Sunday, February
3, 2002
Leave us alone, Mr Aideed
Somali leaders are
expressing irresponsible views that could potentially undermine
even further the safety of Kenyans and put in jeopardy the
good work that a lot of hard-working and peace loving people
are doing here.
The security of
our country does not depend on just the things that we do
in here. It also depends on things happening outside our borders.
And when we defend our country, we don't just defend it against
those amongst us who would put the nation in danger, but we
must keep a vigilant eye on our neighbours - and further afield
- because we have a duty and a right to defend our vital interests,
territorial integrity and national security.
Somalia has for
almost 40 years been a cause of quite a few security problems
for Kenya. In the 1960s, there was a move to cause the disintegration
of the Kenyan nation and an expansion of Somalia. A low-intensity
bandit conflict was fought by the so-called shifta. A lot
of Kenyans all over this country are happy that the seed of
secession was never successfully planted.
In the 1990s after
the fall of Mohamed Siad Barre, Somali nation self-destructed
and that country has been without a government for a decade.
Militia incursions into Kenya, the pouring of refugees across
the borders into camps and, more significantly, into cities
has contributed a great deal to a burgeoning illicit arms
trade, and therefore crime. There is no doubt about these
facts.
Now a new danger
is emerging. Yesterday, the leader of the Somali National
Alliance Mr Huseini Aideed, was reported in the Daily Nation
expressing territorial interests vis a vis Kenya and Ethiopia.

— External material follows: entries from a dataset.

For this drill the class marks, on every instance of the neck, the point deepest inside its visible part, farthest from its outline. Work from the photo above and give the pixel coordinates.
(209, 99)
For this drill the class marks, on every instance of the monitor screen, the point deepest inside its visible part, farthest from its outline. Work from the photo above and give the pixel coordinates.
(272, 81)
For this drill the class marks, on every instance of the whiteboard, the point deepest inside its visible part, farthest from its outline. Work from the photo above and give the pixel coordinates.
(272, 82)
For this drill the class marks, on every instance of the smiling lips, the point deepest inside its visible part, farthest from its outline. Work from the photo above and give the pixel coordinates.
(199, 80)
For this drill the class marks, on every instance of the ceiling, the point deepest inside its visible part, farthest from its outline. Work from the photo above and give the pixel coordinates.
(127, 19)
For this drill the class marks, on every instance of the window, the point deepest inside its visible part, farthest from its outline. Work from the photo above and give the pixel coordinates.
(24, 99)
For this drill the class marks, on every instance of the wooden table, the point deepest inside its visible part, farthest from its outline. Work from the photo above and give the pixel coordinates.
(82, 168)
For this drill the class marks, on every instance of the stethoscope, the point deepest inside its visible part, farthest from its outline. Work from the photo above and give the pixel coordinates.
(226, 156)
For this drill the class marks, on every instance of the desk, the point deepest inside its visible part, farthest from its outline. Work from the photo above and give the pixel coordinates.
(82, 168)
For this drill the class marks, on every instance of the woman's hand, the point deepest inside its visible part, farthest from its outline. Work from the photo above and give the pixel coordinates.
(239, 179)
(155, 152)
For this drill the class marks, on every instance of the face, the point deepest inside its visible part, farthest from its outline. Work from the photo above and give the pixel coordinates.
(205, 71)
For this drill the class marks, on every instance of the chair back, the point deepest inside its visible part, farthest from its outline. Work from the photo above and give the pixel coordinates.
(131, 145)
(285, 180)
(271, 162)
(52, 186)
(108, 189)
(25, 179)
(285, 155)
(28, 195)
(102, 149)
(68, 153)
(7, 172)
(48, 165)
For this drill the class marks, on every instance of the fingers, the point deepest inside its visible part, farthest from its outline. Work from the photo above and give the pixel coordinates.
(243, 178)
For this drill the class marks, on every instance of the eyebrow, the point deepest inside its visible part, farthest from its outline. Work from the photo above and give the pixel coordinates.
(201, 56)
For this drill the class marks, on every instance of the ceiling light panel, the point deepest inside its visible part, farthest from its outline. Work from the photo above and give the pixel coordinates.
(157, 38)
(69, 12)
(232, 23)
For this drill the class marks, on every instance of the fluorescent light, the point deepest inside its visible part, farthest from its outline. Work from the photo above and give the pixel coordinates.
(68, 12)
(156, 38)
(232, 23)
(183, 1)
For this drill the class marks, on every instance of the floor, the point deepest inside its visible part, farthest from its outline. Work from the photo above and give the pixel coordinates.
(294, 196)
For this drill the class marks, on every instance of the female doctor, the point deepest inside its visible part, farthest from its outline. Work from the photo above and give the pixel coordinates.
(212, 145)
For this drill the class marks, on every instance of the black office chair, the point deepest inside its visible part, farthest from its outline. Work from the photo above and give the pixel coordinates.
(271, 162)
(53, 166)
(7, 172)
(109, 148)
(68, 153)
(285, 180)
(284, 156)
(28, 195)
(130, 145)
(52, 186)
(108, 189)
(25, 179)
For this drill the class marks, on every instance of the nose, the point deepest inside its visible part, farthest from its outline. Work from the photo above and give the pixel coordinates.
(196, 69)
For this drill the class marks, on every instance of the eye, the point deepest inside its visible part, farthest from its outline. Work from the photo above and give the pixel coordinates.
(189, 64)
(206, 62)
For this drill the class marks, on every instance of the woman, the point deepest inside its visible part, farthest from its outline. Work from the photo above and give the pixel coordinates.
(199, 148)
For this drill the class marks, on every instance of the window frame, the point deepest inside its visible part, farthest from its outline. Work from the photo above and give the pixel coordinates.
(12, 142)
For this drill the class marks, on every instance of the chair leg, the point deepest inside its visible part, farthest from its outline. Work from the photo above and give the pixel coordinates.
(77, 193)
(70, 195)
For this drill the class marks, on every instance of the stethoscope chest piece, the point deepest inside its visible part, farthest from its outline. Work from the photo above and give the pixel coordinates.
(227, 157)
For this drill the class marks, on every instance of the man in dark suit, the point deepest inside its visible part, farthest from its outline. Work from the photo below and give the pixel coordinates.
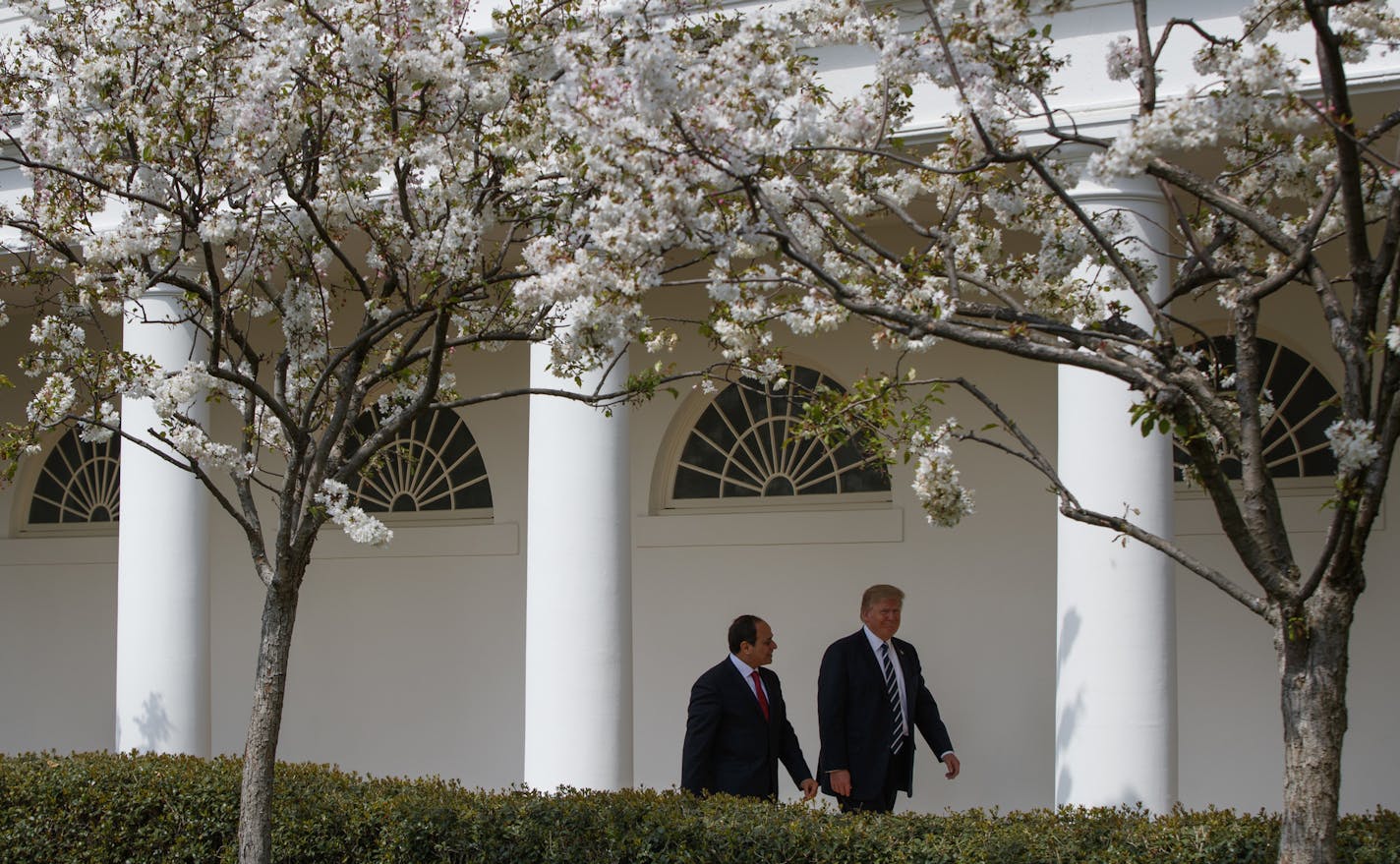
(736, 727)
(870, 699)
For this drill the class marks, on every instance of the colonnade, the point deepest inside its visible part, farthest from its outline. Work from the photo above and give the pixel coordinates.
(1116, 675)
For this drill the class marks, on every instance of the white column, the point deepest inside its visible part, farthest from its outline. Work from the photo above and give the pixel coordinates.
(162, 561)
(1116, 630)
(578, 594)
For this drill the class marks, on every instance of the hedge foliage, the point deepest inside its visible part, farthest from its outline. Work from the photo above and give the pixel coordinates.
(108, 808)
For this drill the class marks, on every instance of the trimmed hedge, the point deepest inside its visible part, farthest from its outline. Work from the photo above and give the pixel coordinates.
(109, 808)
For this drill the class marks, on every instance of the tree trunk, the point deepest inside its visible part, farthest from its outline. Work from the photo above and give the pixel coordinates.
(264, 724)
(1312, 657)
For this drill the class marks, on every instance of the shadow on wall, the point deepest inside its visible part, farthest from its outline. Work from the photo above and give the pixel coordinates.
(152, 727)
(1070, 713)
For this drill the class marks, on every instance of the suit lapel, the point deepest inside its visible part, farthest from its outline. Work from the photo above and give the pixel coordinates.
(745, 689)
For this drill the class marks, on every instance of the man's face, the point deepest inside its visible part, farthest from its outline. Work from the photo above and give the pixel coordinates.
(759, 655)
(882, 617)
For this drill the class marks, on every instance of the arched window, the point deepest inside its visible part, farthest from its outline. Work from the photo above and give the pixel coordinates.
(742, 447)
(79, 484)
(435, 465)
(1305, 405)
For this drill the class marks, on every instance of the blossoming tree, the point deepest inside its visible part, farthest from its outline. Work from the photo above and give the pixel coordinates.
(342, 197)
(716, 131)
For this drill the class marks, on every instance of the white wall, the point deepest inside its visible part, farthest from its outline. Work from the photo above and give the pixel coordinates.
(410, 662)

Mr Aideed was quoted as saying that he "wants" the six million
or so Somali-speaking Kenyans and Ethiopians to go back to
the "family". Mr Aideed views that Somalis live in Kenya and
Ethiopia as being akin to the condition that existed between
East and West Germany or North and South Korea.
These are most probably
nothing but the idle musings of a young warlord inexperienced
in the ways of high diplomacy and the conduct of the affairs
of nations. His views are most probably best ignored for they
contribute little to constructive dialogue. But we cannot
afford to ignore that it is people like Mr Aideed who have
completely brought a nation to ruin because of their gunhappy
sectionalism and absurd, anarchic personal ambition.
Mr Aideed is co-chairman
of the Somali Reconciliation and Restoration Council, a high-sounding
title for a group of warlords opposed to the Transitional
Government. He sees the future of his country only in terms
of his "going for" the presidency or the prime ministership,
"nothing less", he says, and would not otherwise join a government
in which one of these positions was not reserved for him.
Whereas Mr Aideed
was quoted saying, with a degree of irony, that he does not
wish to see "a return to the old ways of militarism", there
is no doubt at all that his ideology is expansionist. Such
heady ambitions in the hands of an anarchist are dangerous
not only to his own country but to those neighbours whose
territory he covets.
Perhaps Mr Aideed
requires to recall that he and fellow warlords cannot hold
together Somalia as it exists today; their country is breaking
up into mini-states in various stages of complete anarchy.
The energy of Somali leaders is better spent putting together
their house, which has totally fallen, and looking to the
welfare and prosperity of the Somali masses who have suffered
long and badly in the hands of warlords and dictators, rather
than wasting it on expansionist pipe dreams.
But Mr Aideed's
outburst should serve to remind Kenyans that even as we work
to put our country in order, we must pause in our labours
and cast suspicious glances across the borders. For there
too lies a hint a of danger to our country.